I often get asked why I shifted from my early Evangelical Christian foundation and found a spiritual home in the Anglican tradition. Without missing a beat, my answer is always the same: the sacraments.
Bread. Water. Wine. Oil. Hands. Ordinary things which become for us conveyors of God’s presence and God’s grace. We are physical, embodied people. So is our Gospel … and so is our Church. The sacraments assure me that our faith is not just a set of abstract, idealized statements about God. Our faith is manifested in signs and symbols — the touch of a hand, breaking of bread. Our faith is not an intellectual exercise about “believing” the right things. But our faith is about touching, tasting, and encountering God in ways that go beyond propositions and language.
So, it should come as no surprise that Rachel Held Evans’ newest book, Searching For Sunday, deeply resonated with me. I have long felt an affinity with Evans’ reflections on her own spiritual journey, as she relates it on her blog. Not just because we are the same age and share a name. Like Evans, I know what it is to be a good southern Evangelical, and what it is to have a neat and tidy childhood faith knocked down and rebuilt. And now it would seem that we have both had our faith renewed at least to some degree by the sacred mystery of the sacraments:
“When my faith had become little more than an abstraction, a set of propositions to be affirmed or denied, the tangible, tactile nature of the sacraments invited me to touch, smell, taste, hear, and see God in the stuff of everyday life again. They got God out of my head and into my hands. they reminded me that Christianity isn’t meant to simply be believed, it’s meant to be lived, shared, eaten, spoken, and enacted in the presence of other people. They remind me that, try as I may, I can’t be a Christian on my own. I need a community. I need the church.” (xvi)
Yes, pretty much that.
I don’t pretend to be much of a book reviewer. Then again, Searching for Sunday is the kind of book that defies critical assessment. It does not pretend to be a worked out idealized theology of the church. For which I am profoundly grateful. When I was in seminary, our systematic theology professor made the comment: There is no such thing as the “invisible church”, there is only the church. In other words, there is no abstract spiritual assemblage of those souls redeemed by the blood of Christ. There is only the church. Living, breathing women and men struggling to live out lives following the teachings of Jesus Christ. Sometimes imperfectly. But always tangibly, physically, in relationship with one another.

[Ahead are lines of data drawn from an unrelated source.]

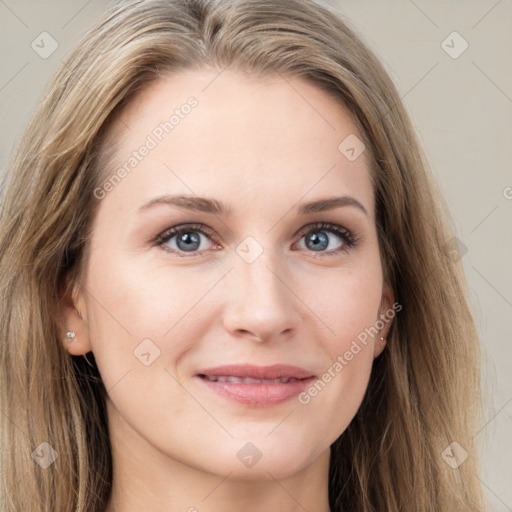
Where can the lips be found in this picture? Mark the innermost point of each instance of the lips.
(247, 372)
(256, 386)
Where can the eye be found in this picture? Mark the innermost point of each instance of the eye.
(195, 238)
(318, 238)
(185, 238)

Evans’ book is as perfect a testament to the muddled, messy nature of the “visible church” as any I could imagine. Through third-person anecdotes and personal reflection, Evan shares genuinely profound insights into the ability of the church to both hurt and heal its members. It would be easy to focus on the “negative” aspects of church experience that Evans describes: What happens when the church makes no room for divergent political opinions? For people suffering mental illness or depression? How do we account for the pain the church has inflicted on LGBT people? But, perhaps it is that same realness of the church that is its blessing and its curse. The church is real … it is human. And if it is human, the church has the power to inflict tremendous pain.

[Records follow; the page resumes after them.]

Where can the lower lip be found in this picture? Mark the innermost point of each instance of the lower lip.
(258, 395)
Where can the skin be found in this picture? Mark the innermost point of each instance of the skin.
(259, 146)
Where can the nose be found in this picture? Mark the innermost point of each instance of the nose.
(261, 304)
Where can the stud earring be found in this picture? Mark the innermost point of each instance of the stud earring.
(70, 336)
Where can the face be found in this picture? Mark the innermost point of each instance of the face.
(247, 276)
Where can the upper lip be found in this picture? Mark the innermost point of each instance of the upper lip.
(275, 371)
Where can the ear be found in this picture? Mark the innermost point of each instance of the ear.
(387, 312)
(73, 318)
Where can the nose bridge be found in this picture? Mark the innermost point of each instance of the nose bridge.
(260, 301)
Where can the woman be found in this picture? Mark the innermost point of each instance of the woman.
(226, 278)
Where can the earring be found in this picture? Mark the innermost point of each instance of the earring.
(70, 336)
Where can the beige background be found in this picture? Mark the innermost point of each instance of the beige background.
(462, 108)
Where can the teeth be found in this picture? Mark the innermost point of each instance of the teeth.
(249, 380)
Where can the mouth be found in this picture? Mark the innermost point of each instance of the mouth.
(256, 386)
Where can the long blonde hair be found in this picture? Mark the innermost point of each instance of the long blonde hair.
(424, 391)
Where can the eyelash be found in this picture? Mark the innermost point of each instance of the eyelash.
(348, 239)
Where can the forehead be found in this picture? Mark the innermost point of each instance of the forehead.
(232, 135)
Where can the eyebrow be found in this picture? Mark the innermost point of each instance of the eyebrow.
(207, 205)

As Evans reminds us, though, we are always pulled back to those pesky sacraments. The sacraments which remind us that God is present here–in the material things of this world. A touch of the priests’ hand in the sacrament of reconciliation offers the assurance than sins have been heard, and absolved. A touch of oil on a forehead offers the promise of spiritual wholeness. And it is the same human hands which have the capacity to hurt that perform these sacraments, both in formal liturgical rituals and in the sacramental nature of everyday life. It is indeed the human reality of the church which offers the promise of hope, of reconciliation, and redemption. Recounting her participation in the Episcopal confirmation service of two close friends, Evans notes that our baptism vows do indeed speak to the heart of our faith, lived out in the community of the church: “Repent. Break bread. Seek justice. Love neighbor. Christianity seemed at once the simplest and most impossible thing in the world” (194).

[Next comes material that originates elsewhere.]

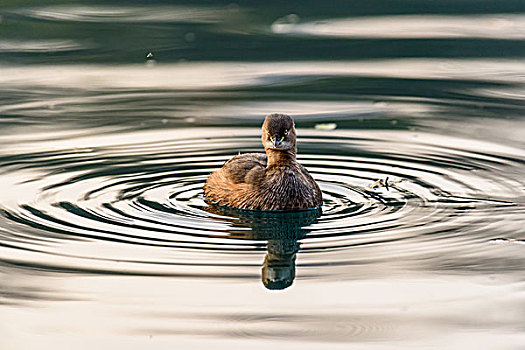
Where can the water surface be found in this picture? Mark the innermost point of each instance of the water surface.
(106, 240)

In the end, I think Searching for Sunday presents all of us who would call ourselves Christians with a lofty challenge–the challenge to love one another, even in the midst of profound differences and disagreements. To remember that a faith grounded on the central truth that God became a person cannot just be a matter of ideas and convictions. It must be lived out in our bodies and in relation to one another. When we break bread together, we are one body — we are the church. Messy, frustrating, but a refreshingly real gift from God, even when we don’t realize it.